Ian Davidson's Voltaire: A Life does an excellent job of the first but at best a middling job of the second. To be fair, he is clear in his intentions. He hasn't set out to write a literary or philosophical biography - the clue is in the title. And it's an easy read of a busy and varied career.
But why do we keep returning to Voltaire nearly three centuries later? It's for what has lasted those long years - works like his English Letters and Candide, his campaigns against the ancien regime's inept, brutal and theocratic criminal justice system, as well as his symbolic value as a rallying point for rationality.

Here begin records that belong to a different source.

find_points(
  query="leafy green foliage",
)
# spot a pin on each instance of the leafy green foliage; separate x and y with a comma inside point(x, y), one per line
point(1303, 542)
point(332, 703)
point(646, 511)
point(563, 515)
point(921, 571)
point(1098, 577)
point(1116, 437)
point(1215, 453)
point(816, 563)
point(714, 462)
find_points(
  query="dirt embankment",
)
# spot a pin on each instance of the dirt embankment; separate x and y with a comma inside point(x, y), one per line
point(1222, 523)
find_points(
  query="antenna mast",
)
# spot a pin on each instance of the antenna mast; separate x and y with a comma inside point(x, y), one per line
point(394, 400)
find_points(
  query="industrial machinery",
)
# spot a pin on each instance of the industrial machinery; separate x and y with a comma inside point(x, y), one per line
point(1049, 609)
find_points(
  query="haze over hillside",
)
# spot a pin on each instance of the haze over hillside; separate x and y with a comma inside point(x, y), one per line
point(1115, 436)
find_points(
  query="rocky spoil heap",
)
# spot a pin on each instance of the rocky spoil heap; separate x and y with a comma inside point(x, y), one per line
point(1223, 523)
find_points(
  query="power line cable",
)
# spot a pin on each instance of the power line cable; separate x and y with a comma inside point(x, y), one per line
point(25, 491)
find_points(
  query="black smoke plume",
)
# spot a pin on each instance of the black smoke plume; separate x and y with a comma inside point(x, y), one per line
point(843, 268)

Davidson may give us Voltaire the man, but does not provide enough context and backdrop to render his real contributions to the world at all meaningful to the reader. Instead, he pays too much attention to his financial and domestic activities, the day-to-day minutiae all too available from so prolific a correspondent (20,000 letters over his lifetime).
All of which would be fine, if a social history of Voltaire and his life was what was most needed. But, in an age where Enlightenment values are under attack as never before, as Davidson himself notes - there has never been a better time to return to and examine their legacy.
In his attacks on miscarriages of justice, Voltaire mocks the idea that one eighth of a proof, times eight, adds up to a proof. Davidson's biography effectively has the same flaw - the assumption that a wealth of factual information about his subject will give you a sense of the whole.
It's a necessary beginning in the search for significance - of course. But only a beginning.